O homem que penhorava sonhos, por Felipe Stoner

O Homem Que Penhorava Seus Sonhos, por Felipe Stoner

Acordava todos os dias exatamente às 04h35 da manhã, levantava ainda contra a vontade de seu corpo, ingeria um pedaço de pão enquanto molhava outro pedaço no seu café. Estava pensando como seria sua jornada de hoje, mas sem demorar muito, para que não houvesse atraso, afinal, ele ainda não podia parar o tempo.
Saía de sua casa no mesmo horário, com sua roupa ainda um pouco amarrotada e o pescoço doendo, talvez por ter dormido mal ou por andar sempre de cabeça baixa...
Sentado no ponto de ônibus, na hora certa do transporte público chegar, porque já havia decorado o horário em que ele aparecia e era o único pensamento que girava em torno de sua mente.
Hoje ele torcia para conseguir sentar em um banco do ônibus, antes que ele lotasse, e toda vez que conseguia o tal feito, uma onda de satisfação o dominava. Era duro ter que viajar todo o trajeto a pé, ele descia no ponto final.

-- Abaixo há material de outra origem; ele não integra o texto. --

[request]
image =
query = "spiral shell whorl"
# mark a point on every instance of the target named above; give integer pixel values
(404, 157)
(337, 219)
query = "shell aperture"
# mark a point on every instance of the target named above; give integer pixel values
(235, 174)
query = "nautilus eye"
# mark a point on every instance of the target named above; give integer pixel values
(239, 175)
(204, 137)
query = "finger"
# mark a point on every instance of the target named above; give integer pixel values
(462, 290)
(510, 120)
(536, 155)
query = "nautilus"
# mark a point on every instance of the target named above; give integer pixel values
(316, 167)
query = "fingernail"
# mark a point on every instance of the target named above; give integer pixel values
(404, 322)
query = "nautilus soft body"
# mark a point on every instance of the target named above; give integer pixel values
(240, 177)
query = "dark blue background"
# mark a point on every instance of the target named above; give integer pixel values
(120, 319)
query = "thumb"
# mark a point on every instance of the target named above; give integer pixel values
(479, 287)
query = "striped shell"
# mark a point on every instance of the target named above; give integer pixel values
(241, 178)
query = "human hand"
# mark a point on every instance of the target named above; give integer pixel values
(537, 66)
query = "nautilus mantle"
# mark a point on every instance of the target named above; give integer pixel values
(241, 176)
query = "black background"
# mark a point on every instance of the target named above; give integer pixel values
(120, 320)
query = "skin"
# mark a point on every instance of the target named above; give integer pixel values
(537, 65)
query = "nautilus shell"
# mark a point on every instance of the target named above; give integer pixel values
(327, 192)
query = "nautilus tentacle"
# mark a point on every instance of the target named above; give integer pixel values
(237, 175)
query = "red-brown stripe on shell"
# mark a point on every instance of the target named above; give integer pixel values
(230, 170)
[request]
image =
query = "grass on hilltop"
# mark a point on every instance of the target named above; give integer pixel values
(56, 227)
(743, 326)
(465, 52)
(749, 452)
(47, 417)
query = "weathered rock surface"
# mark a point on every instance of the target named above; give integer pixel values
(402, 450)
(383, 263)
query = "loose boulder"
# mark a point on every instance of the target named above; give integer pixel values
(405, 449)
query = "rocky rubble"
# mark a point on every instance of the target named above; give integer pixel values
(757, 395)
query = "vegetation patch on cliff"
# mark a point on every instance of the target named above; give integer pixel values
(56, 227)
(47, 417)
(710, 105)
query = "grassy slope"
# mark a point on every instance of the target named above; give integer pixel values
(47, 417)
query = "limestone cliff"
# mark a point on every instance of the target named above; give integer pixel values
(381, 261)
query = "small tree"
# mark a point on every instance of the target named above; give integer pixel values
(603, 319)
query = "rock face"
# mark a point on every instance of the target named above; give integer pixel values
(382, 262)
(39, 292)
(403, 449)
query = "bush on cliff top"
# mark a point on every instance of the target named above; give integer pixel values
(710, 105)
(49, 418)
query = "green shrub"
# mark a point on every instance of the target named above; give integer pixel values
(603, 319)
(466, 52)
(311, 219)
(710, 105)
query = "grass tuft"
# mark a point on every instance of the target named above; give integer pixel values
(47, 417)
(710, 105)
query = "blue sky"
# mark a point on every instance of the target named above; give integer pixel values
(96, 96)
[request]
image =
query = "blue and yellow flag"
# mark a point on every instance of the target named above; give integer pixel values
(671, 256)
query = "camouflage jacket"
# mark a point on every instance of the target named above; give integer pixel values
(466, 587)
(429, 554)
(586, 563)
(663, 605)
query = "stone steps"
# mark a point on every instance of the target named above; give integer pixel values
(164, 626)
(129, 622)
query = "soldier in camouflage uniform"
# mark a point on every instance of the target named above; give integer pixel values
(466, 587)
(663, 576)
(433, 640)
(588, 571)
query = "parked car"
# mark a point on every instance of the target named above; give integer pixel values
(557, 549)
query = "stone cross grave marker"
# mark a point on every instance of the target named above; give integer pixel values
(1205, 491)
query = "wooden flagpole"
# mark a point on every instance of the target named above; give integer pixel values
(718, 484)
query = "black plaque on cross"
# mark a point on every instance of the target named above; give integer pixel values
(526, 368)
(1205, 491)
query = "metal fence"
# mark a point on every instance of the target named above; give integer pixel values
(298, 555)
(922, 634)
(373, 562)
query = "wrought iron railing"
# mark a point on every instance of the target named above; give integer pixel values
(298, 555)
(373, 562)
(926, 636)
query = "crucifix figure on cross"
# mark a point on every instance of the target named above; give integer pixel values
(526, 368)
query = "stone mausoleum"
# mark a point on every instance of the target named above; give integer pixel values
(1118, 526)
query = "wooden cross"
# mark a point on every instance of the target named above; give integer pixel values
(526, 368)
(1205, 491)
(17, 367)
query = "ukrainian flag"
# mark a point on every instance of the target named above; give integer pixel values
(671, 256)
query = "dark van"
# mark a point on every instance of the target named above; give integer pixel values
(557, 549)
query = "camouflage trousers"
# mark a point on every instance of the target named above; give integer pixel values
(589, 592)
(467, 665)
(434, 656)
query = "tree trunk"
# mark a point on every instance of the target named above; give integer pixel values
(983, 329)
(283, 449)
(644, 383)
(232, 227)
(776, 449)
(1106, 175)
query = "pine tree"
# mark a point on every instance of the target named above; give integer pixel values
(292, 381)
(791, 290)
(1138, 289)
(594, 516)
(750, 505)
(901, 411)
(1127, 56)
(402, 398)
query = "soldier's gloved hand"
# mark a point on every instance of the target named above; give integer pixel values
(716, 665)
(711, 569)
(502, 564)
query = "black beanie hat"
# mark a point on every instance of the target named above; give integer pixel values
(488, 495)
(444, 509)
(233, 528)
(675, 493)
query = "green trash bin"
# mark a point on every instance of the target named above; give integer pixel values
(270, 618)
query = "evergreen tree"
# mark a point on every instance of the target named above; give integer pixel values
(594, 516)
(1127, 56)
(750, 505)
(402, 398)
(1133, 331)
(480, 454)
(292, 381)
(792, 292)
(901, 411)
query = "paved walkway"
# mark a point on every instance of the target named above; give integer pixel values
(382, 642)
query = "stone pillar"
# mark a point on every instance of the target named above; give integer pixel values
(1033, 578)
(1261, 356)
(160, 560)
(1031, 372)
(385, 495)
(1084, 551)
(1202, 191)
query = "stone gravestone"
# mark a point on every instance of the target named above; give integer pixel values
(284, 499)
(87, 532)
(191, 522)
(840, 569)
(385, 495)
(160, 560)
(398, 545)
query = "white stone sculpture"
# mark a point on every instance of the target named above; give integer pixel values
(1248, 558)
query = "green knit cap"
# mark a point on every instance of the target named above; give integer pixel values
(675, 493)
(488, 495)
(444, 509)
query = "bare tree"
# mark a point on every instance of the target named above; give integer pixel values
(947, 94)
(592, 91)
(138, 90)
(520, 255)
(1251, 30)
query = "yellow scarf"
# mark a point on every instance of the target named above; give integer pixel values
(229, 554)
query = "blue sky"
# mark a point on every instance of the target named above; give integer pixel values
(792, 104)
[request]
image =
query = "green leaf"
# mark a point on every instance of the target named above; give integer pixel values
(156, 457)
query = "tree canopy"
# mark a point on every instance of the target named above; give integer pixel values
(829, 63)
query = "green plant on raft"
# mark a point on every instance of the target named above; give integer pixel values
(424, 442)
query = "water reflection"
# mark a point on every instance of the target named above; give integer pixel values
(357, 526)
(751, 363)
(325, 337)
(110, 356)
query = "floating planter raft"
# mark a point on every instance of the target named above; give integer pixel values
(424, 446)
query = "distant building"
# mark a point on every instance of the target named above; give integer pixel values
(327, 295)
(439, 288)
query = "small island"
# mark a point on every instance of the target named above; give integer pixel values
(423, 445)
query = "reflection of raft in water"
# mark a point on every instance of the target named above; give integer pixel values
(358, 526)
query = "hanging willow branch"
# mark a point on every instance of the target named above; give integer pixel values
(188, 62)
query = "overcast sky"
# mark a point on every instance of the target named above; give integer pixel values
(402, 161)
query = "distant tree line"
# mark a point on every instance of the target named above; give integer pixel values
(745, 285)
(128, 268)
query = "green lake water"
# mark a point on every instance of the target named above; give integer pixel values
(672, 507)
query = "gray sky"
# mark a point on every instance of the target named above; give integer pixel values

Hoje choveu, mas ele esqueceu o guarda-chuva em casa...
Trabalhava o dia inteiro no computador, enquanto olhava a luz do sol pela janela...
Ele queria abrir, sentir os raios de sol e ser iluminado, mas não podia, não conseguia, a janela estava enperrada.
Quando ele corria para a saída, depois de mais um dia em sua jornada cansativa, era tarde demais, o sol já tinha ido embora. Mas ele iria voltar amanhã, talvez houvesse uma nova chance.
Era hora de voltar, de novo com o mesmo ônibus, só que dessa vez o trajeto era de retorno. Lá dentro havia pessoas como ele, derrotadas pelo cansaço, exaustas, outras animadas para chegar em casa.
Às vezes ele se perdia em alguns olhares, se apaixonava instantaneamente por outros, mas logo esquecia, desistia, não tinha coragem, não queria arriscar, tinha medo do novo...
Antes de chegar em casa, passava no mercado, fazia compras normais, o que seu bolso podia pagar, dizia boa noite para o caixa, e o outro retribuia...
Quase tropeçava voltando para casa, olhava tanto para baixo que esquecia de ver a Lua e as estrelas...
Voltava se arrastando, colocava a mochila na mesa, ia direto para a cama, não conseguia mais levantar para tomar um banho e refletir, talvez planejar, ele já se acostumou com tudo. Queria aproveitar mais o seu tempo de sono, então decidiu tomar banho depois que acordasse no dia seguinte. Ele já se deixava ir, não sabia mais se era uma máquina ou uma pessoa. O trabalho escravo já lhe fizera uma lavagem cerebral, ele já não conseguia mais pensar em mudar, em viajar, ele foi preso em correntes, em uma caverna, contra sua sombra.
Deixou de sonhar já faz alguns anos, decepcionou seu pequeno eu juvenil cheio de esperança, largou tudo que queria no meio do caminho e resolveu se agarrar ao que era mais fácil, que se tornou mais difícil no final das contas. Não quis lutar, correr atrás, não quis viver...
Acabou sendo pego pela massa e se tornou mais um número, foi embalado, rotulado e catalogado, para não mais sair do estoque. Ele poderia acordar de toda sua ilusão, mas não queria, suas rugas e sua auto-estima já o enterram há muito tempo...
Hoje ele pensou sobre tudo isso, antes de dormir, um brilho de esperança veio no seu coração, acendeu seu corpo, mas já eram 02h00 da madrugada, ele deciciu fechar o olho e dormir. Por mais que tenha sonhado acordado, tinha que levantar dali a algumas horas, para termimar sua carga horária, receber seu salário, e pagar o resto das dívidas.

Ele já pensou em se libertar, esse começo pode demorar, mas é a única coisa que ele pode se agarrar, para continuar a levantar todos os dias. Até lá, ele pode viver enquanto dorme, em seus sonhos, esperando por alguma aventura que seu inconsciente possa criar.